Tuesday, November 1, 2016

Lovable Loser - Jim Clinch

We love our curmudgeons. From James Fenimore Cooper’s Natty Bumppo to television’s Archie Bunker  and Oscar Madison to Dr. Seuss’s Grinch, these crusty characters have an odd but universal appeal.  One of the newest additions to their ranks is Canterbury Edmund Garfield, the grumpy, politically incorrect and quintessentially Floridian creation of Venice writer Jim Clinch. Garfield is the title character in Clinch’s debut novel, “Canterbury’s Tale,” a book the author describes as “a novel of whiskey, cigars and murder,” and a story that will have you laughing (albeit guiltily) as you turn each page.

Clinch, a New Jersey native, moved to Venice, Florida when he was ten.  He recalls Venice as being “a wonderful small town to grow up in.” He graduated from Flagler College with a bachelor’s degree in English and went on to earn a master’s in business from Nazareth College in Michigan. After spending some time as a newspaper reporter and a sheriff’s deputy, he began his career as “a corporate guy,” travelling extensively as a sales VP.  He also married his high school sweetheart and started a family.

According to Clinch, “I always wanted to be a writer. It just took me 40 years.” Clinch wrote his first novel at the age of 16 and, over the years, started many others including “two or three really bad ones.”  Although he had the desire to write, the demands of family life as well as his job and his volunteer work with Sertoma, the Chamber of Commerce and other non-profit boards left him with little time.  It wasn’t until his three children were grown that he was able to work writing into his busy schedule. “That,” Clinch says, “was when Canterbury Garfield just stumbled into my life, smelling of whiskey and urinal cakes, and said hi. He was so weird that I had to introduce him to the rest of the world.” Thus began the five-month odyssey that culminated in Canterbury’s Tale, a book Clinch categorizes as part of “the Lovable Losers genre.”

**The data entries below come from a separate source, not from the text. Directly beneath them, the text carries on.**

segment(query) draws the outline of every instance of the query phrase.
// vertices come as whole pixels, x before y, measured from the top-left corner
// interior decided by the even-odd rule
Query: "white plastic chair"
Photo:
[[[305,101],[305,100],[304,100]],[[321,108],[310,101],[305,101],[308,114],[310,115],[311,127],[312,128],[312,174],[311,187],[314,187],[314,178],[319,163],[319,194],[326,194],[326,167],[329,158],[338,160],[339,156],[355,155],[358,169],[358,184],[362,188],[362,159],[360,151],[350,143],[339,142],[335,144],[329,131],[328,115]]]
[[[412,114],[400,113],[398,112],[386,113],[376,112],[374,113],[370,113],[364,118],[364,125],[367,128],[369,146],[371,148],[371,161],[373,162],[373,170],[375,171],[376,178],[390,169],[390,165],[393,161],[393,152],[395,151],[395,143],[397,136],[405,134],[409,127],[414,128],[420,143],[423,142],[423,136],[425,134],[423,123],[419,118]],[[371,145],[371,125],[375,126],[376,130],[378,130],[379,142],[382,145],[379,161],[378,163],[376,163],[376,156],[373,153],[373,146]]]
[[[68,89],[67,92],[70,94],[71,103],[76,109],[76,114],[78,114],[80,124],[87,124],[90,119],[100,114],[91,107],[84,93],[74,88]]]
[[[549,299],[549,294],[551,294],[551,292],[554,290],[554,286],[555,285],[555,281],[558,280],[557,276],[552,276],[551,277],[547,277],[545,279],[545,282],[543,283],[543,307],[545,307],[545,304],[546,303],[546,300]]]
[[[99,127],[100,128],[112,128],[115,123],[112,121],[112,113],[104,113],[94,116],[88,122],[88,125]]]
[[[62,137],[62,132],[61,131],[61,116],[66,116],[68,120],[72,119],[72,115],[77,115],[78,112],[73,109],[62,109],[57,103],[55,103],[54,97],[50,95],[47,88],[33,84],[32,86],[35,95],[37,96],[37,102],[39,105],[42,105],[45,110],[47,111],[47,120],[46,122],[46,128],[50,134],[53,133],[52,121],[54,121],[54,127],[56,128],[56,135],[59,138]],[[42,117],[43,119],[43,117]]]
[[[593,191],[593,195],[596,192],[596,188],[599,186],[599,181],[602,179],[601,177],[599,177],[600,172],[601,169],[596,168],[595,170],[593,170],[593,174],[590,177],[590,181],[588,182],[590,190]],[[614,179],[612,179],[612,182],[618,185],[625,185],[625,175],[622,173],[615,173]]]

For five years prior to writing Canterbury’s  Tale, Clinch stopped reading books by other mystery writers. “I felt it would be terrible to be too derivative of someone else,” he explains. “Every story has been told, so it’s more a matter of re-imagining it with a new spin and interesting, fun characters the reader will want to know more about.” Canterbury Garfield certainly fits the bill. A burnt-out former journalist and reluctant insurance agent, Garfield is what Clinch calls “a recreational malcontent, a universal offender who gets through his day by shocking and annoying people.”  For Clinch, writing in Garfield’s voice was great fun. “It was cathartic to have this irascible person venting,” he says. “He was able to say many of the things that I can’t.” In Canterbury’s Tale, Garfield becomes unwittingly implicated in the crossbow murder of his town’s unsavory mayor and finds himself facing Latin American gangsters, an Asian hit man, international organ smugglers, federal agents, and an elderly disgruntled client who runs him down with her Prius, all against the backdrop of the sleepy town of Puntayelo, Florida.

Clinch has big plans for Canterbury Garfield, including a series of novels based on his misadventures. He has completed the second book in the series, Pink Gin Rickey. It has Cantebury dealing with a crazy British aristocrat, a hip-hop mogul, snipers, Nazis, religious fanatics and a mystery involving a missing B-17 from WWII. “I'm only sorry this book took me four years to write," Clinch says. I’m looking forward to writing as many books as I have time for."One thing Clinch can tell readers for certain: They’ll be weird.”